「イ_ア東部地方料理(3)」(2021年10月01日)

ロンボッのカンクンは他の地方で栽培されているものと異なって、川の流水の中で特別な
手法で栽培されている。おかげで茎が大きく、しかも咬みきりやすい。ジャカルタのアヤ
ムタリワン食堂はたいてい、その特別製カンクンをロンボッから取り寄せており、ジャカ
ルタのパサルで手に入るものは使っていないところが多い。なぜなら、ロンボッ産カンク
ンを知っている客には一目瞭然なのだから。プレチンカンクンには普通、モヤシ・ササゲ
・揚げピーナツ・削ったヤシの果肉などが加えられる。

いつのころからか、カンクンを日本人が空芯菜と呼ぶようになった。
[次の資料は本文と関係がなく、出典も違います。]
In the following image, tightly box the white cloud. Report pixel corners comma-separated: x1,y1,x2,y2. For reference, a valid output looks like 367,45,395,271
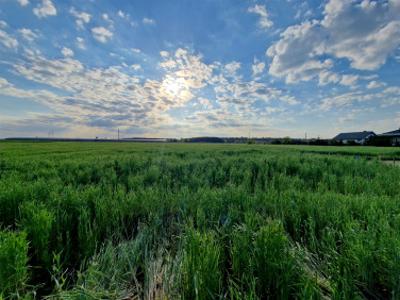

中国語ネットを見る
と、空芯菜を日本語として扱っているページが見受けられるので、日本人の発明なのだろ
う。しかしまったく中国語として扱っているページもあり、中国人がすんなりとそれを日
製漢語として受け入れた様子が感じられるのである。


ジャワ島に出て行ったアヤムタリワン食堂では、カンクンをロンボッから取り寄せている
ところが多いが、ヒヨコまで取り寄せたりはしない。ヒヨコの味はジャカルタ近辺でもロ
ンボッでも変わらないなのだそうだ。しかしブンブの辣味調整は否応なしに行われている。
トウガラシの量をその土地のマジョリティ嗜好に合わせるのである。客の舌がササッSasak
人と違うのだから仕方あるまい。

インドネシア人の辣味受容力は外国人の目に同じように映っているかもしれないが、実際
はひとによって大違いであり、その地方の標準、その家庭の標準が違っていて、その影響
を受けて育っているから、決して同じレベルではない。

ジャワの都会に出て来たササッ人が故郷の味を懐かしんで食べに来ても、故郷の辣味を感
じられないために違和感を覚えるばかりという話だ。ヨグヤカルタなどではやたらと甘味
が感じられて、アヤムタリワンとは思えない食べ物になっていると言うひともある。

だから店側もその対策を講じていて、ササッ人やマナド人の客が辣味を求めるとそれに応
じられるように、故郷の辣味を別に用意している。

ジャカルタの老舗アヤムタリワン食堂では、こんなブンブの作り方をしている。乾燥させ
て黒くなった大トウガラシとチャベラウィッとトラシを擦り石ですり潰し、炒めて水とラ
イムの搾り汁を加える。更にニンニクと塩をすり潰して混ぜ、それを肉にまぶして焼いた
り炒めたりする。トウガラシとチャベラウィッの量を調節して故郷の辣味と異郷人の舌を
満足させる味をそれぞれ作り出すのだろう。


もうひとつ、アヤムタリワンに付き添う野菜料理がある。べべロッbeberokと呼ばれるこ
の料理は野菜料理である。小さい紫ナス・ササゲ・トマト・チャベラウィッ・トラシを混
ぜたものに使用済みの熱い揚げ油を振りかけ、そこに赤バワンの細切れとライムの搾り汁
を加えて作る。

これがアヤムタリワンとプレチンカンクンに加われば、三役揃い組になって究極のロンボ
ッの味覚を堪能することができるにちがいあるまい。[ 続く ]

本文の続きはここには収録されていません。